Boron (B), as a commonly used combustible agent in energetic materials, offers advantages such as high calorific value and combustion products that are free of corrosive or greenhouse gases. However, the oxide layer on the surface of boron powder leads to difficulties in ignition and low combustion efficiency. In this paper, the wet ball milling method with hot acetonitrile as the control agent was used to remove part of the oxide layer on the surface of boron powder, and the pretreated boron powder with high reactivity was obtained. The effect of oxide layer on the combustion performance of amorphous boron particles was analyzed by laser ignition and combustion experiment and thermogravimetric analysis.
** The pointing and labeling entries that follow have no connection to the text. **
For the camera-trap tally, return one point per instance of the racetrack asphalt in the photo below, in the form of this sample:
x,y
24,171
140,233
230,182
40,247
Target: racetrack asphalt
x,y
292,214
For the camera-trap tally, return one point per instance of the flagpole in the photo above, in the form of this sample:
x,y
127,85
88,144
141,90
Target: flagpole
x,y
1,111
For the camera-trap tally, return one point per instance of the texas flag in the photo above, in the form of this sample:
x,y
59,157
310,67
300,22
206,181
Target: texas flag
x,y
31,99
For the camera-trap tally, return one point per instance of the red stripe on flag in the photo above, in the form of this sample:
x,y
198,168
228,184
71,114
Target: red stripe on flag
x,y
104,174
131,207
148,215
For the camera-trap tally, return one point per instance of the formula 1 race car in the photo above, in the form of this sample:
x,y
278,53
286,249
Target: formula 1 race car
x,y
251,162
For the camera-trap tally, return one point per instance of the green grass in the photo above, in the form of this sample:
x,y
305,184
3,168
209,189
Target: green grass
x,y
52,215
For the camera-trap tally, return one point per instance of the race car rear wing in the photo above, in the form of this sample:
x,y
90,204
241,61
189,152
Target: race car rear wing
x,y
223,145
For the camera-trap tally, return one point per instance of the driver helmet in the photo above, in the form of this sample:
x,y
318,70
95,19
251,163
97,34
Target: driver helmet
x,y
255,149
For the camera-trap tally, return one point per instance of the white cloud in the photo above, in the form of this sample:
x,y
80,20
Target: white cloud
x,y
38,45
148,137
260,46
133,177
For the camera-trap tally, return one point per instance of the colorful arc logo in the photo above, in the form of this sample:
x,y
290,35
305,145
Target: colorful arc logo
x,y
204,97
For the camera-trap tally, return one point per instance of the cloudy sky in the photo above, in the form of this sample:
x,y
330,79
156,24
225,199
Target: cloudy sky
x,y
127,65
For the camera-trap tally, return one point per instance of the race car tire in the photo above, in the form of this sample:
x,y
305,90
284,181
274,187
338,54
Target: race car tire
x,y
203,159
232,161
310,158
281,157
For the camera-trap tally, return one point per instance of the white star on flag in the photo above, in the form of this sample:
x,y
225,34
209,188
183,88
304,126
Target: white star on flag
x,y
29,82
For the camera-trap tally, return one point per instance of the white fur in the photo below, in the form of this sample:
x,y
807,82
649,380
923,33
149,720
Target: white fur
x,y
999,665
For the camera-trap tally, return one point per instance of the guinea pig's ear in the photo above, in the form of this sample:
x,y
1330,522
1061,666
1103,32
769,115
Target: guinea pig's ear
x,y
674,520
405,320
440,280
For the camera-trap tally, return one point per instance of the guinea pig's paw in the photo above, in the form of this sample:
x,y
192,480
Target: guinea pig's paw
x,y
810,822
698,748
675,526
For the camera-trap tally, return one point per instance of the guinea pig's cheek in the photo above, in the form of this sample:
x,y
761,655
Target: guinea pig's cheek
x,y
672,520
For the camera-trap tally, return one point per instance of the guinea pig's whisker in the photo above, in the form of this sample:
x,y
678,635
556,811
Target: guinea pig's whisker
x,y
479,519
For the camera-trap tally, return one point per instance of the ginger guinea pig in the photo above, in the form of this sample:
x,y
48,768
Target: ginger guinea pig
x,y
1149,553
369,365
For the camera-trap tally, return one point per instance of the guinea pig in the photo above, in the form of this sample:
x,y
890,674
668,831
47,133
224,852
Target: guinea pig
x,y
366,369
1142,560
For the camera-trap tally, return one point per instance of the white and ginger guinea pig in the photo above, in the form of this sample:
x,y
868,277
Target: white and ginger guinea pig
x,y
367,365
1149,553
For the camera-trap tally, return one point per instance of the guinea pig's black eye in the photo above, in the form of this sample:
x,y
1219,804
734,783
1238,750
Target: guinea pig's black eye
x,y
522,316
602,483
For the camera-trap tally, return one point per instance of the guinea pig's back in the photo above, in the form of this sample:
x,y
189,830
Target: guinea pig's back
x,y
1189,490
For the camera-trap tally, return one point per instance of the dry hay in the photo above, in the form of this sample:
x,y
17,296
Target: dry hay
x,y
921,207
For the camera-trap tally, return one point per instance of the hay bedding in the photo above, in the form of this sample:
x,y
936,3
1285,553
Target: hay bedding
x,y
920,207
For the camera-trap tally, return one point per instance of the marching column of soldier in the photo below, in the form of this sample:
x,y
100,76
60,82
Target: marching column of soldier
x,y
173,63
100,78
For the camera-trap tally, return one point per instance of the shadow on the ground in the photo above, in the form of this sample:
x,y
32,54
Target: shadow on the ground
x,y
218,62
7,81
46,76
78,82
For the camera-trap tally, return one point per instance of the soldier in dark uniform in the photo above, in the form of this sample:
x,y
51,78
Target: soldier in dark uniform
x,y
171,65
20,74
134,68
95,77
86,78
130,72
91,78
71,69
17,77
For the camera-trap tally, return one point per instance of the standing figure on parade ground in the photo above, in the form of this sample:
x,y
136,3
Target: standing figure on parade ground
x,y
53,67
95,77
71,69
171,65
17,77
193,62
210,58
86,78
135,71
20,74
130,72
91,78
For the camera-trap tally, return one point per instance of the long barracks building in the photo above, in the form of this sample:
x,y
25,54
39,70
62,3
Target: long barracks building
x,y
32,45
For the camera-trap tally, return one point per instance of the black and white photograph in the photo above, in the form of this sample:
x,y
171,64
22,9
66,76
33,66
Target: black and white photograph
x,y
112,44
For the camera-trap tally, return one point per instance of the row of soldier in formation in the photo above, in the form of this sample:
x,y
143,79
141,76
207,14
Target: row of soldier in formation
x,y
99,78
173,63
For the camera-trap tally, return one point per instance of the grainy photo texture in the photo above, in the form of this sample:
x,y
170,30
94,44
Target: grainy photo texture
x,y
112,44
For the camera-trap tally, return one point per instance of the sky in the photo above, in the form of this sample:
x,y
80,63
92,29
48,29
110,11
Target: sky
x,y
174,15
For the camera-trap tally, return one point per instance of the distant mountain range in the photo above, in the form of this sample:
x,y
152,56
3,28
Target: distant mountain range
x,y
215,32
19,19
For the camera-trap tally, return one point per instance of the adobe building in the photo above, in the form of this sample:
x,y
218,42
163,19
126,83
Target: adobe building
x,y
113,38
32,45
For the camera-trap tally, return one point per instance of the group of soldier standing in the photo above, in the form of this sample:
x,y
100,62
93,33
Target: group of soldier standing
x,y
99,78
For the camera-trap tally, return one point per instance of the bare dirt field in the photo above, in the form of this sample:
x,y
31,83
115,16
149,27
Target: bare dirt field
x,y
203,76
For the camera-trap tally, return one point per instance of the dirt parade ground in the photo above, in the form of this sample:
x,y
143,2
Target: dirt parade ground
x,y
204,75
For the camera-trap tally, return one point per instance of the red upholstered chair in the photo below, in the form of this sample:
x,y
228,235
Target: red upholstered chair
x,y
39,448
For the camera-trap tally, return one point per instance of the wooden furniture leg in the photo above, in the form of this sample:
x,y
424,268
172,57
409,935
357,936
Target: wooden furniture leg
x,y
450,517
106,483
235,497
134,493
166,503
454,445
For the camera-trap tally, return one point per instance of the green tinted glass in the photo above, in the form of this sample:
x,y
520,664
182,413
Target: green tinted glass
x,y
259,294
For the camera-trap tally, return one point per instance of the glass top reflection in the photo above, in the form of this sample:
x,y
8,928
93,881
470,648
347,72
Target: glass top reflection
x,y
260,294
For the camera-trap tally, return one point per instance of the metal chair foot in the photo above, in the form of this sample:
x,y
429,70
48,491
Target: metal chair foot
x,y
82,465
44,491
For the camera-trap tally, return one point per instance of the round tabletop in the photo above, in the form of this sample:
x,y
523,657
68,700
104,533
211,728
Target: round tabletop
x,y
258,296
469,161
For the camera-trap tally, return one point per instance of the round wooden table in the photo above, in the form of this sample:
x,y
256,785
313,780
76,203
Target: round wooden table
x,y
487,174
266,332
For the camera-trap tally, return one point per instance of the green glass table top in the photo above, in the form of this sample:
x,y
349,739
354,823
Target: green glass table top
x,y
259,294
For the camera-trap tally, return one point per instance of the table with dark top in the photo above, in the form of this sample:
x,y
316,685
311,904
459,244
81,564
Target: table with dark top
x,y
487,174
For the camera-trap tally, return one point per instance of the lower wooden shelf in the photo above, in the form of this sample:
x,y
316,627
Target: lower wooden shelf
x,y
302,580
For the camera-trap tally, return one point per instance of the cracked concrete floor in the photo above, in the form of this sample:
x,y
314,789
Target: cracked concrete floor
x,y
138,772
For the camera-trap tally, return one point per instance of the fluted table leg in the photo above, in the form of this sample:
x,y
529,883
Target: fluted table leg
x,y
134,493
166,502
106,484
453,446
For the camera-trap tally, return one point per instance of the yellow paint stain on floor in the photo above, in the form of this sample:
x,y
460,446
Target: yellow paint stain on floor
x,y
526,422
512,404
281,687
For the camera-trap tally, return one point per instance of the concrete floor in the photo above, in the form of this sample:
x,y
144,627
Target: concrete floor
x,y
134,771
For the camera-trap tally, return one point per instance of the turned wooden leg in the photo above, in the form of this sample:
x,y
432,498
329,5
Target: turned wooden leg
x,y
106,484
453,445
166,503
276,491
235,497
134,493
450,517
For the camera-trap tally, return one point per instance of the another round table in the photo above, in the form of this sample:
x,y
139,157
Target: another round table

The experimental results indicate that the ignition delay time of the pretreated boron powder is significantly shortened, and the duration of intense light emission in the combustion process is relatively long. Based on the molecular dynamics calculation method of ReaxFF reactive force field, the ignition and combustion (3500 K) reactions of boron particles with different oxide thickness were studied. The high temperature combustion mechanism of boron particles and the influence of oxide layer on ignition and combustion process were analyzed. The computational results indicate that with the increase of the thickness of the oxide layer, the ignition delay time increases continuously, and the final energy release efficiency of the system decreases. However, when the oxide layer reaches a certain thickness, the change of the ignition delay time tends to stabilize. For the combustion reaction process of boron particles, the combustion dynamics model of amorphous boron particles was established, and the multi-stage reaction characteristics of boron particle combustion were revealed: initial reaction stage (∼1900 K), ignition combustion stage (1900 ∼ 3500 K) and continuous combustion stage (3500 K). In this paper, the mechanism of ignition and combustion reaction of boron particles is explored by combining experiments and calculation methods, which provides a theoretical basis for the development of application technology of boron metal fuel in energetic materials.